Dengan sepeda gunung yang bagian belakang ditambah pijakan kaki. Bersama Mara yang berdiri di belakang Haruto, serta sayap kupu-kupu yang menjadi pusat perhatian orang-orang. Dan jangan lupakan pula tawa keduanya yang terus menyertai perjalanan dari Naka's Hotel menuju apartemen tempat Mara dan sang mama tinggal.

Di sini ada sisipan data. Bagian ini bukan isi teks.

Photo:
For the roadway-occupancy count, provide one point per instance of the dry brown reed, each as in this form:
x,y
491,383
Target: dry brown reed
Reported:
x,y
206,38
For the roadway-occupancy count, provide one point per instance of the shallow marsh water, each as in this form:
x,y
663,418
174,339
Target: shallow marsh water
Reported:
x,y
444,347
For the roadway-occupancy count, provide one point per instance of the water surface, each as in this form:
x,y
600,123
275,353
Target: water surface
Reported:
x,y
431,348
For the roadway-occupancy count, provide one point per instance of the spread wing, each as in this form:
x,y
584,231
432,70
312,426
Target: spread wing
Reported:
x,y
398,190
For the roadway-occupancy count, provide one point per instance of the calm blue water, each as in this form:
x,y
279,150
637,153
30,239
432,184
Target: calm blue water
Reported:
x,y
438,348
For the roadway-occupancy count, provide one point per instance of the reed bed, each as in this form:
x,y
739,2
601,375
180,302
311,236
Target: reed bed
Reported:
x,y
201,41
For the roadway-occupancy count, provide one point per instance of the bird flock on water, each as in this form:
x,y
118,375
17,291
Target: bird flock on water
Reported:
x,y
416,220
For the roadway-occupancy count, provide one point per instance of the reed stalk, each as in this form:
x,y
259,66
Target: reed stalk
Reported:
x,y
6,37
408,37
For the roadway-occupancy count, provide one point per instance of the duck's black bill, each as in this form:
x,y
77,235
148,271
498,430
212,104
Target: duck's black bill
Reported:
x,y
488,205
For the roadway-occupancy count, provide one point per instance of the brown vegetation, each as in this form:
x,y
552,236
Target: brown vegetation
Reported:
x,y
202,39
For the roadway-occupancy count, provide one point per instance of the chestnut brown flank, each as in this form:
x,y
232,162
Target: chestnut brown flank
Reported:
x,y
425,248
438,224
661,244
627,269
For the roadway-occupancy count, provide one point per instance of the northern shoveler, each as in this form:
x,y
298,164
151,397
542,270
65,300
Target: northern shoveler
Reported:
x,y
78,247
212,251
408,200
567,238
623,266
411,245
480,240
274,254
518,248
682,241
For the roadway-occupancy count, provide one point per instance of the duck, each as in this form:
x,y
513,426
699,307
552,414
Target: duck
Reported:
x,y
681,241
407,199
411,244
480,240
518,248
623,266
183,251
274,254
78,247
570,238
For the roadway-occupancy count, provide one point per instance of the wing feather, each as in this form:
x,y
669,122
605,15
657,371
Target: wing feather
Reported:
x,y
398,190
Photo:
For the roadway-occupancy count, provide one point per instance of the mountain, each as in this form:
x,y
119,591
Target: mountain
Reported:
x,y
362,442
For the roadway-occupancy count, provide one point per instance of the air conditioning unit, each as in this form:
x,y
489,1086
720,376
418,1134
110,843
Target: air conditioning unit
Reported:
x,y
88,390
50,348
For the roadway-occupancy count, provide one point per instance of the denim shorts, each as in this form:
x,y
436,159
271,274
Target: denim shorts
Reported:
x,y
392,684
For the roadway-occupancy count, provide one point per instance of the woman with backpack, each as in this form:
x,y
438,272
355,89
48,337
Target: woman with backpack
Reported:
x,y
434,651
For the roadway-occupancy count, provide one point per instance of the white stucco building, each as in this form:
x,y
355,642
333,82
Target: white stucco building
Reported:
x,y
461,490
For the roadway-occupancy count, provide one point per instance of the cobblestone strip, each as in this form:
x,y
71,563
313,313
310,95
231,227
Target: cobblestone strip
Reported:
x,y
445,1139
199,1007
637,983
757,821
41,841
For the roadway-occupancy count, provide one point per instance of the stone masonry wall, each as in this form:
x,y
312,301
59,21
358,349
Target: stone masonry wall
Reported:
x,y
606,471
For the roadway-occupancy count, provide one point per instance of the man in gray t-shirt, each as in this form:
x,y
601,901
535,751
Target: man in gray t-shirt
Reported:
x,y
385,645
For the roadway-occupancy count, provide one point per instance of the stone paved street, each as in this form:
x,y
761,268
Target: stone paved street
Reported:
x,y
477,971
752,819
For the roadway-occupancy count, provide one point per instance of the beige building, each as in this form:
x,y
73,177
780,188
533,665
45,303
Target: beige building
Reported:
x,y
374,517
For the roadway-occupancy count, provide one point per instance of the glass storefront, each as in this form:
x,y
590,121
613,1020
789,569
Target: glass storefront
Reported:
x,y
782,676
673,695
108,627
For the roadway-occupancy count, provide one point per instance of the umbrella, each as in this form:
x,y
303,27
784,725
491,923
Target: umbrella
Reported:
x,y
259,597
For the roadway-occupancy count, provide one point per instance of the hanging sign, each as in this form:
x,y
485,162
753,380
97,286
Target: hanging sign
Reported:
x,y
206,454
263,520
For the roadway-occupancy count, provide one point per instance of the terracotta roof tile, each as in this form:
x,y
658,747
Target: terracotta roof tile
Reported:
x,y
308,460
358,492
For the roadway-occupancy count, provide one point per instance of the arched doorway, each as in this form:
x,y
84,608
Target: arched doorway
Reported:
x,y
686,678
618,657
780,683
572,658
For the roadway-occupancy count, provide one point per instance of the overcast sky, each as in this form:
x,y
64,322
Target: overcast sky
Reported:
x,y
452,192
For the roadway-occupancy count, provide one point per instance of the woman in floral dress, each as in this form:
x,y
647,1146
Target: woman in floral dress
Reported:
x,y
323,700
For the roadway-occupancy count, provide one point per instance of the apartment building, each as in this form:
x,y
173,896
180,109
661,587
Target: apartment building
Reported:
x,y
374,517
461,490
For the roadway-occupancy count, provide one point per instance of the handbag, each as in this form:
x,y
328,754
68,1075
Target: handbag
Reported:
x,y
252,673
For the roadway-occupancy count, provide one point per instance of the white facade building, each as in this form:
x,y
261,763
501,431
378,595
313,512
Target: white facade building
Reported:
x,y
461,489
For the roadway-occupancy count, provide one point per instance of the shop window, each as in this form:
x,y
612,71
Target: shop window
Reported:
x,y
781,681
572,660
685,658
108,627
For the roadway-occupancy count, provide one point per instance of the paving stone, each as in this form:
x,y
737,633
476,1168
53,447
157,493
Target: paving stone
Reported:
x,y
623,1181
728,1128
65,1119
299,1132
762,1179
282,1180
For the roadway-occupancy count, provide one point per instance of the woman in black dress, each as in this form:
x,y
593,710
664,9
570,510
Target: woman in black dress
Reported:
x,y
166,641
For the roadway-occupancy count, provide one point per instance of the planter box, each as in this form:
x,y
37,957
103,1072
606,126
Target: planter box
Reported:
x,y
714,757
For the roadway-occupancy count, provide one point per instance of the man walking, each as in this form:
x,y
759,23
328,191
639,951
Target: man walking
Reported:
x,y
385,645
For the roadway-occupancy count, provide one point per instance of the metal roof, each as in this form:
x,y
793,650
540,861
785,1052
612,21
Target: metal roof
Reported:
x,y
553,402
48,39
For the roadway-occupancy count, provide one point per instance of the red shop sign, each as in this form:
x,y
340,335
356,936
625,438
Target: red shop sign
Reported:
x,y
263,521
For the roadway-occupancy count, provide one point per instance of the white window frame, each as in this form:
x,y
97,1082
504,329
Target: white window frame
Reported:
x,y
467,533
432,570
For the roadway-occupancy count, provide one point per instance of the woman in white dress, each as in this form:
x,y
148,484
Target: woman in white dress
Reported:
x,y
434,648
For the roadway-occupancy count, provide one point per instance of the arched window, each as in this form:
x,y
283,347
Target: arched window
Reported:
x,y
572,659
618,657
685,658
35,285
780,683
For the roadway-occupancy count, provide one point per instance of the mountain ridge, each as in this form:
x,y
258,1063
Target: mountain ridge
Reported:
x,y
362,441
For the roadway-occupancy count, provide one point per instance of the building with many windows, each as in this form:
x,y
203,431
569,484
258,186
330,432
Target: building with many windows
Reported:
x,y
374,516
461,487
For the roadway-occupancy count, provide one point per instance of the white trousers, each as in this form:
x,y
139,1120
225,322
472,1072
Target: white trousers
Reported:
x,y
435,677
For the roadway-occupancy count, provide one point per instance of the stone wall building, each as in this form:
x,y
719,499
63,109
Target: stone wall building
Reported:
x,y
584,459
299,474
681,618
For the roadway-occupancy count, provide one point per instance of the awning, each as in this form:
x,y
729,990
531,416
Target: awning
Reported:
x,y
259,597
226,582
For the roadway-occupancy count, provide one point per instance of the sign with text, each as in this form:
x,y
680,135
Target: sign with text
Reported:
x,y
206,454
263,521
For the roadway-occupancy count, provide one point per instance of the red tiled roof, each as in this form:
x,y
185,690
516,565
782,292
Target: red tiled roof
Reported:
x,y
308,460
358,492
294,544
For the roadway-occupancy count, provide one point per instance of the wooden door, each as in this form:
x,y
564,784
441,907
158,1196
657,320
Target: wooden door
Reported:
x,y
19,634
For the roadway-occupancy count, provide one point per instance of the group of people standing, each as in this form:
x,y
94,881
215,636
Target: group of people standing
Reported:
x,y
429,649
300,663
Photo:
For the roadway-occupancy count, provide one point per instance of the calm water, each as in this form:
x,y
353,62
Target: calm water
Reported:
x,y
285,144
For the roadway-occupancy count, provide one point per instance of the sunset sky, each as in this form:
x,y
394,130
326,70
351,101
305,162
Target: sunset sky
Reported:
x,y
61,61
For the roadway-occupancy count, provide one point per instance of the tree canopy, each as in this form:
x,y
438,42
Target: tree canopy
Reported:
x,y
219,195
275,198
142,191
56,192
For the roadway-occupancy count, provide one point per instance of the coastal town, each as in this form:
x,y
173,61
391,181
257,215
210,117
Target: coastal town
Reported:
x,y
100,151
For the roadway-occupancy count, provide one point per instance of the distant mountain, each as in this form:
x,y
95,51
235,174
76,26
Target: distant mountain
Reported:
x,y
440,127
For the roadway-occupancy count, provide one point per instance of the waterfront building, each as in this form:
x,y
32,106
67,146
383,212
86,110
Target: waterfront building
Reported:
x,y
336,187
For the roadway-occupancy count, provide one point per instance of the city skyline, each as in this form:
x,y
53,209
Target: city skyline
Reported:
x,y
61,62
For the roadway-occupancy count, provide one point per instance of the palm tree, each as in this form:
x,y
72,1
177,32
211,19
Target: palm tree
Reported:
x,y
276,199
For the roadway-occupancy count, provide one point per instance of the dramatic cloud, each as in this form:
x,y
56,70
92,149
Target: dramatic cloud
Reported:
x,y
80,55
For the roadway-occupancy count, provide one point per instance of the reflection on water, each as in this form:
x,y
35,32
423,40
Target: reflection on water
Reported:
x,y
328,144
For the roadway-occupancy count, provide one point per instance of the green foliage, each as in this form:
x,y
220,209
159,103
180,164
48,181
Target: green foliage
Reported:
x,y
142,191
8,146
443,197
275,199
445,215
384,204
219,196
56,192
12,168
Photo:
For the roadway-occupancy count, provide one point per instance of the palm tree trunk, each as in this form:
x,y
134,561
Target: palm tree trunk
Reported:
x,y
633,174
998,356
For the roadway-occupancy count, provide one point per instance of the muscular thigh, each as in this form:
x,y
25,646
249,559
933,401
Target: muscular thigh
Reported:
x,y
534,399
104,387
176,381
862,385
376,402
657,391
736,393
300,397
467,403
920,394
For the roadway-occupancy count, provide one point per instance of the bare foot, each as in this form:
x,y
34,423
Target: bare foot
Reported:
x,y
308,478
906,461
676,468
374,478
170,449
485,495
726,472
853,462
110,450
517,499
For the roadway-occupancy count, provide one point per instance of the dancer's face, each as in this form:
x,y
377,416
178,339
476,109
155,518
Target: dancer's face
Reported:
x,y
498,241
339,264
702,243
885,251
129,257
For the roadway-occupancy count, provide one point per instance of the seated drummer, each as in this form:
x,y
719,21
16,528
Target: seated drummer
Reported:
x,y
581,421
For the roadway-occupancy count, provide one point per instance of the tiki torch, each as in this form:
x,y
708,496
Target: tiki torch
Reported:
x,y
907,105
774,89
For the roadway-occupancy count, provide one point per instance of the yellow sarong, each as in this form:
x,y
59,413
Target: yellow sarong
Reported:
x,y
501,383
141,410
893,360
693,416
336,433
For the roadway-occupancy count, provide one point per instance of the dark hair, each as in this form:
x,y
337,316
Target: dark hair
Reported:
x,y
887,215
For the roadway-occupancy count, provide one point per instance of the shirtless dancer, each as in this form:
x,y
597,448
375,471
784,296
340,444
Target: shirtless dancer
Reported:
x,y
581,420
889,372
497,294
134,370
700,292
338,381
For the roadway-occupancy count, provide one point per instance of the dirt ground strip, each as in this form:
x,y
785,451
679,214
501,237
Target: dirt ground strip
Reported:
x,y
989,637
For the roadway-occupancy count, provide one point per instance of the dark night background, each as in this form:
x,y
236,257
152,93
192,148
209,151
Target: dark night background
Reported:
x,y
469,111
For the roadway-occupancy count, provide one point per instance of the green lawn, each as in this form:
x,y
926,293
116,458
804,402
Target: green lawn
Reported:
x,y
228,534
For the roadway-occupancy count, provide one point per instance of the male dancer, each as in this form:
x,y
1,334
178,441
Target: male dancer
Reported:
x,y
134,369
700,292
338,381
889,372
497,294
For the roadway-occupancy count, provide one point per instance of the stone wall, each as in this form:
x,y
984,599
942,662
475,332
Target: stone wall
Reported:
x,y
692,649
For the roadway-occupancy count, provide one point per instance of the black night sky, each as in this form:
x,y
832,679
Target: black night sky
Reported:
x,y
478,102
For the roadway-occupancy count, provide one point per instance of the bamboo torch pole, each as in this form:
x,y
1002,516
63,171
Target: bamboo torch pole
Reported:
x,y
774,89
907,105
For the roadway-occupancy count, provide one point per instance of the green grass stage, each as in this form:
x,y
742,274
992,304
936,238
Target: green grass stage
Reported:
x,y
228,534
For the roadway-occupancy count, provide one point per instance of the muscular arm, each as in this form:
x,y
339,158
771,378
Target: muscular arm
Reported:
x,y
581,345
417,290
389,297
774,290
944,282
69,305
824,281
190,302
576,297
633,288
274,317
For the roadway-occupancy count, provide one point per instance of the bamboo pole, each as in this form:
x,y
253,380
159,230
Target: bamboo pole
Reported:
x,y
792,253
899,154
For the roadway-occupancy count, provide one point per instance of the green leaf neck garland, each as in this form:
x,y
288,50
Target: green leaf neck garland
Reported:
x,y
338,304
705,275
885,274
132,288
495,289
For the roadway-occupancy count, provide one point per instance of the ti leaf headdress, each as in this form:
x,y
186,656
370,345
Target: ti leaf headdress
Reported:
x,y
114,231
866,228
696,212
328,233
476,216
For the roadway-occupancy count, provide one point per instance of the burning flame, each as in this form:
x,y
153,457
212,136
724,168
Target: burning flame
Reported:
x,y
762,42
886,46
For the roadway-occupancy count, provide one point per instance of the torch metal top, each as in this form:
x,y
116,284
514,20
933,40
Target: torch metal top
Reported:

Baik. Dunia hanya milik mereka berdua. Yang lain tunawisma.
🦋
"Yang lain emang pada ke mana, Sa?"
"Ke Paris."
"Lah? Nganter May kuliah?"
Asahi menggeleng. Lelaki itu terlebih dahulu menyodorkan teh susu yang baru diseduhnya untuk Winter. "Mereka itu cuma daftar kuliah, lusa juga balik."
"Lah? Farewell party itu?"
"Mami gabut," balasnya singkat. "Lo mau nonton apa?"
Winter masih menatap bingung pada ruang teater di rumah keluarga Asahi. "Lo nggak serem tinggal sendiri di rumah segede ini?"
"Ada Mbak sama sopir."
Sebenarnya Winter juga bukan berasal dari keluarga menengah ke bawah. Meskipun kedua orang tuanya sudah bercerai, namun sang mama masih bisa dibilang mampu menghidupinya dengan baik. Namun, melihat tempat tinggal Asahi ini tetap membuat Winter terpana dan takjub. Padahal papanya juga tinggal di perumahan yang sama dengan rumah Asahi.
KAMU SEDANG MEMBACA
METAMORPIKIR SEMPURNA
Fiksi Penggemar-Hamada Asahi- "Gue udah terlalu lama kabur. Ini waktunya nerima kenyataan." -Hirokawa Mao- "Dibandingkan berpikir tentang Mama yang nggak nerima gue. Lebih baik gue bersyukur karena masih banyak yang sayang kepada gue." -Nakamoto Mara- "Aku percaya...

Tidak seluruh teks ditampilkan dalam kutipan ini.